Archaeological park would be key feature of further downtown riverfront redevelopment.
The remains of the long-abandoned Fuji-Ya restaurant will be torn down and the slope beneath it peeled away to make way for a new park featuring unearthed ruins beneath them as part of the latest Mississippi River redevelopment plan.
TheWater Works Park project will transform an inaccessible hill between West River Parkway and First Street S. — where Fuji-Ya has sat vacant since 1991 — into a park whose centerpiece will be the ruins of a former grain mill and the gate house of the original Minneapolis city water works.
It’s just one part of a long-term overhaul to the Central Riverfront Regional Park that runs along the riverbanks from the 35W bridge upstream to Plymouth Av., and includes or abuts the St. Anthony Main, Guthrie Theater and Mill City Museum areas where numerous apartments and condos have sprung up.
“Now that we have all these new residents down there, people are loving the park to death,” said Minneapolis Park and Recreation Board president Liz Wielinski. “We need to give it a face lift.”
Design for the Water Works project is being paid for and managed by the Minneapolis Parks Foundation, which will partner with the city’s Park Board to raise private funds for Central Riverfront projects, said executive director Mary deLaittre. That group is conducting an online survey through Thursday gauging how people use the area and want to see in a park there.
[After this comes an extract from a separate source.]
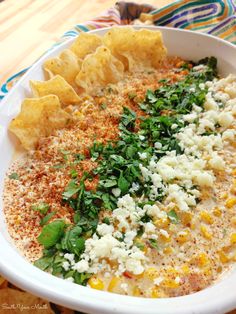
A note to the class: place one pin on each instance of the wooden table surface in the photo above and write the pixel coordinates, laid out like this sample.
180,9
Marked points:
29,27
With funding still in the future, there’s no firm timetable for Fuji-Ya’s dismantling, said park board spokeswoman Dawn Sommers.
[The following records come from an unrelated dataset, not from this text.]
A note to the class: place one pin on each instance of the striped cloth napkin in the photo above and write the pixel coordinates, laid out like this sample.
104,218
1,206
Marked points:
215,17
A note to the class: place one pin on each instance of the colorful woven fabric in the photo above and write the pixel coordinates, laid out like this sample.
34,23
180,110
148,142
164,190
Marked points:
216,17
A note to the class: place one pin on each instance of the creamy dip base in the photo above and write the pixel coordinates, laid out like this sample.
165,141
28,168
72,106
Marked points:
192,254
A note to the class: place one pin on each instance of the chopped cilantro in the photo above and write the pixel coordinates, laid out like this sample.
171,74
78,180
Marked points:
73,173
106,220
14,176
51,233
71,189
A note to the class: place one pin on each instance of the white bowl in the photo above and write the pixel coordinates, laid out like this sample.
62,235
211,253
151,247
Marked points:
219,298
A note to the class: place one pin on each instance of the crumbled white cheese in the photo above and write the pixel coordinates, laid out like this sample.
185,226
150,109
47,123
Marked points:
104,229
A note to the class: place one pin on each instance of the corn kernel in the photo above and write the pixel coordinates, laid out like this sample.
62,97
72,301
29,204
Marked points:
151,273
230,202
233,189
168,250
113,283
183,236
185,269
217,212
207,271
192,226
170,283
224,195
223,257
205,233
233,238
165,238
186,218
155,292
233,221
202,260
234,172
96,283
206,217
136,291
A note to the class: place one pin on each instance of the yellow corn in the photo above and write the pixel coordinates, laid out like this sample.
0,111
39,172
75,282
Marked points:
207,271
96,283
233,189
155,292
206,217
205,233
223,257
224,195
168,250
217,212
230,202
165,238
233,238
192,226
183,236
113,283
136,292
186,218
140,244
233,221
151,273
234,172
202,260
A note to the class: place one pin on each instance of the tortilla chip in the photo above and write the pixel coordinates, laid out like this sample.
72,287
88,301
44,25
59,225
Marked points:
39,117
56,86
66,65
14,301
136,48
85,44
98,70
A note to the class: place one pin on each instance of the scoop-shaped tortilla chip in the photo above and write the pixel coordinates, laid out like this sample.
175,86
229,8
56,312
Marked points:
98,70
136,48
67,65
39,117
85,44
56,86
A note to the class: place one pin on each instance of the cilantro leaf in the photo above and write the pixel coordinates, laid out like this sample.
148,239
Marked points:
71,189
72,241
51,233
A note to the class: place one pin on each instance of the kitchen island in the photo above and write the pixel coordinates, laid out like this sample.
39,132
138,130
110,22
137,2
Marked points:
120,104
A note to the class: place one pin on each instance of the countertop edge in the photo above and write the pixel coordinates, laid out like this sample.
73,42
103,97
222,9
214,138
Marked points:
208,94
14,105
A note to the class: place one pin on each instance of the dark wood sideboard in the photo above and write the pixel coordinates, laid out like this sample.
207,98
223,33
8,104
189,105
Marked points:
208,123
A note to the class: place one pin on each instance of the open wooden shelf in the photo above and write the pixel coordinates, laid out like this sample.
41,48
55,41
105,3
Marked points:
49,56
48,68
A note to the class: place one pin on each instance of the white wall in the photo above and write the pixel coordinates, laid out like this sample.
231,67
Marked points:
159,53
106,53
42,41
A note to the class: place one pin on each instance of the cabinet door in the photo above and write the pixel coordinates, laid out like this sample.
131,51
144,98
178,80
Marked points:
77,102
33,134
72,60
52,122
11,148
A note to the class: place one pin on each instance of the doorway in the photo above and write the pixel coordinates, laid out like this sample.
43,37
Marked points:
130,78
Makeovers in the central riverfront area are only part of a much grander undertaking known as River First, which envisions replacing the riverbanks’ industrial roots with parks, trails and residential development from downtown to the city’s northern border.
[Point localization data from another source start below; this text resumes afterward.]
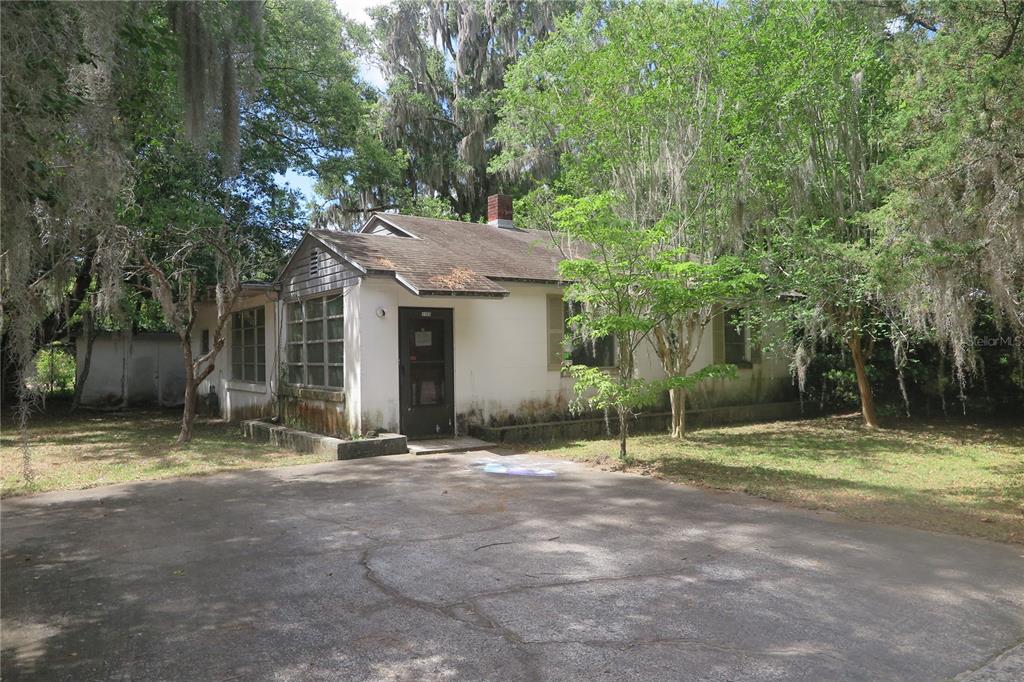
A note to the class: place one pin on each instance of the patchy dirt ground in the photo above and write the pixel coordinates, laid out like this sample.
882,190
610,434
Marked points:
951,476
97,449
The stretch beyond the central riverfront, from Plymouth Av. to the city limits, is known among planners as Above the Falls. Already underway there is the conversion of the former Scherer Bros. lumber yard, essentially across Plymouth Av. from Boom Island Park, into a park and residential area. The Park Board also is continuing to purchase land from private owners along that part of the river corridor.
In 2012, the Central Riverfront Regional Park attracted 1.8 million visitors, fourth most among the metro area’s regional parks. (The Minneapolis Chain of Lakes led the way with 5.4 million.) But it’s been only 20 years since the cyclone fences and barbed wire were removed to open the Stone Arch Bridge to pedestrians. And a decade before that, Nicollet Island housed an automotive parts manufacturer and a rock-crushing operation.
Wielinski noted that the transformation of the central riverfront from an industrial zone to a recreational, cultural and residential magnet has come about through $340 million in public investment, and $1.9 billion of private investment between 1977 and 2012. It’s also taken a lot of brainstorming, which is continuing. The current master plan for the area was approved in 1989. The update now underway will be finished by spring, then must be approved by the Park Board and the Met Council, which funds regional parks.
“When this originally started, it came out of urban renewal,” Wielinski said. “There were railroad yards, and vagrants on the island. But it was the historic center of Minneapolis. As most people can see, it’s been very successful.”
“I don’t think anything’s ever really done,” Wieinski added. “By the time you get it there it’s time to redo it.”
Other plans for the Central Riverfront park, some closer to reality than others, include better continuity for bike and pedestrian trails; a redevelopment, perhaps including a plaza and restaurant, of the intersection of Portland Avenue and West River Parkway; improved access to the riverbank areas below the Mill City Museum and a reconstruction of Main Street in the St. Anthony Main area.
Controversial piece of land
Some of the grain mill ruins under the Fuji Ya site are also under the parking lot at the north end of the Stone Arch Bridge, along West River Parkway, Wielinski said.